The flyer proved to be of the same general type as had been used by Hadley. It was equipped with six rocket motors, four discharging to the bow and two to the stern. Any one of them, Carpenter said, was ample for motive power. Equilibrium was maintained by means of a heavy gyroscope which would prevent any turning of the axis of its rotation. The entire flyer shell could be revolved about the axis so that oblique motion with our bow and stern motors was readily possible. Direct lateral movement was provided for by valves which would divert a portion of the discharge of either a bow or stern motor out through side vents in any direction. The motive power, of course, was furnished by the atomic disintegration of powdered aluminum. The whole interior, except for the portion of the walls, roof and floor, which was taken up by vitriolene windows, was heavily padded.

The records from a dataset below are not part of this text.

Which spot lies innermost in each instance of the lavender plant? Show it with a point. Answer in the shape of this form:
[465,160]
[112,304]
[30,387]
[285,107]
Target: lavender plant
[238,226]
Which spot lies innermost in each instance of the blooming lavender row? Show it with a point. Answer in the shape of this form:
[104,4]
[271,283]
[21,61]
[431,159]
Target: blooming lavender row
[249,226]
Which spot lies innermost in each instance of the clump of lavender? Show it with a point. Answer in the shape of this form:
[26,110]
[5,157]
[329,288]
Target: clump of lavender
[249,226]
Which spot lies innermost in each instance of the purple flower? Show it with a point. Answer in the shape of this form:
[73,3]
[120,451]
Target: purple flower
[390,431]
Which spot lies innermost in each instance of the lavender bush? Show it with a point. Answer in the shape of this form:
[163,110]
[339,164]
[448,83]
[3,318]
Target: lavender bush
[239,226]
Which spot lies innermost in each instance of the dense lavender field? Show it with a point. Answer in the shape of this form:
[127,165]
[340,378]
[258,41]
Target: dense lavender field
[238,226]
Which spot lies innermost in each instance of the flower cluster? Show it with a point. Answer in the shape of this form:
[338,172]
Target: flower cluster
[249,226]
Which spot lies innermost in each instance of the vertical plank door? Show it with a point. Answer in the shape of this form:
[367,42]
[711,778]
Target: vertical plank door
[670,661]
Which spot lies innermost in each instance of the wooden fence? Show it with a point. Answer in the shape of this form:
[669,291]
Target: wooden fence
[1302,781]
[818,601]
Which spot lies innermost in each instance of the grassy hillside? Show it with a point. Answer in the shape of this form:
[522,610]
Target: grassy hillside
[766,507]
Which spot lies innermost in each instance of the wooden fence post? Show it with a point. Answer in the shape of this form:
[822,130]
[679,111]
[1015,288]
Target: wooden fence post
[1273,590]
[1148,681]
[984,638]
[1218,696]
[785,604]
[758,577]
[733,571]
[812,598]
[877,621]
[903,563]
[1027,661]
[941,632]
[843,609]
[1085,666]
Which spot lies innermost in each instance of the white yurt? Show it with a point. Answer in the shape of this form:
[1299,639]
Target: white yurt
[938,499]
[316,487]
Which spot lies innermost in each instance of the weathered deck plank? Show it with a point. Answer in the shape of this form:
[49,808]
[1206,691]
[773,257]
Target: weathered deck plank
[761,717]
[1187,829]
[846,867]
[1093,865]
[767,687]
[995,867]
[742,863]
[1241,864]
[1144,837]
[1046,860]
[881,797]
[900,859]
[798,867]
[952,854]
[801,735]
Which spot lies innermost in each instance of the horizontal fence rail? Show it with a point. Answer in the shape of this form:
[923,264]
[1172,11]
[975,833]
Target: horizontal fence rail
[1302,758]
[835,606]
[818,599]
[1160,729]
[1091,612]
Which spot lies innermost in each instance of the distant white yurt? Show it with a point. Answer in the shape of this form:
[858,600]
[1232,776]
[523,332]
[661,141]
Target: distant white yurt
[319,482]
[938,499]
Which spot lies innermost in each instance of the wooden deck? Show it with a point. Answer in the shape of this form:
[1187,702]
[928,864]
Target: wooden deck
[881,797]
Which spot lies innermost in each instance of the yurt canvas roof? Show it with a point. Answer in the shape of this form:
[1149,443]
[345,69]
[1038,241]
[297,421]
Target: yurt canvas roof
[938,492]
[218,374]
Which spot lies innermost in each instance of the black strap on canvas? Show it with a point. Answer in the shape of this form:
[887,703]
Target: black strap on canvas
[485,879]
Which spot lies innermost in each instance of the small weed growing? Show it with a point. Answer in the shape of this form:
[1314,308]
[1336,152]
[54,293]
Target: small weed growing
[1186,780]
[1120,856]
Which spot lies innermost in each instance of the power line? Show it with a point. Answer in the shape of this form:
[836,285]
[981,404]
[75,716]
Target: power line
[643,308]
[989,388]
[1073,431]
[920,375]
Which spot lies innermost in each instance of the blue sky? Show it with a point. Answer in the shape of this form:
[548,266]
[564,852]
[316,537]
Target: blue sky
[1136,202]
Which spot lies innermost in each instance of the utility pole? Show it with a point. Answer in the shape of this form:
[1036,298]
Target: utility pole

At nine the next morning the gates to the enclosure were thrown open and the representatives of the press admitted. Jim Carpenter mounted a platform and explained briefly what he proposed to do and then broke the crowd up into small groups and sent them over the works with guides. When all had been taken around they were reassembled and Carpenter announced to them his intention of going up in a space flyer and prove, by going through the heaviside layer, that he had actually destroyed a portion of it. There was an immediate clamor of applications to go with him. He laughingly announced that one reporter was all that he could stand on the ship and that he was taking one of his former associates with him. I could tell by the envious looks with which I was favored that any popularity I had ever had among my associates was gone forever. There was little time to think of such things, however, for the hour for our departure was approaching, and the photographers were clamoring for pictures of us and the flyer.

We satisfied them at last, and I entered the flyer after Carpenter. We sealed the car up, started the air conditioner, and were ready for departure.

"Scared, Pete?" asked Carpenter, his hand on the starting lever.

I gulped a little as I looked at him. He was perfectly calm to a casual inspection, but I knew him well enough to interpret the small spots of red which appeared on his high cheekbones and the glitter in his eye. He may not have been as frightened as I was but he was laboring under an enormous nervous strain. The mere fact that he called me "Pete" instead of his usual "First Mortgage" showed that he was feeling pretty serious.

"Not exactly scared," I replied, "but rather uneasy, so to speak."

He laughed nervously.

"Cheer up, old man! If anything goes wrong, we won't know it. Sit down and get comfortable; this thing will start with a jerk."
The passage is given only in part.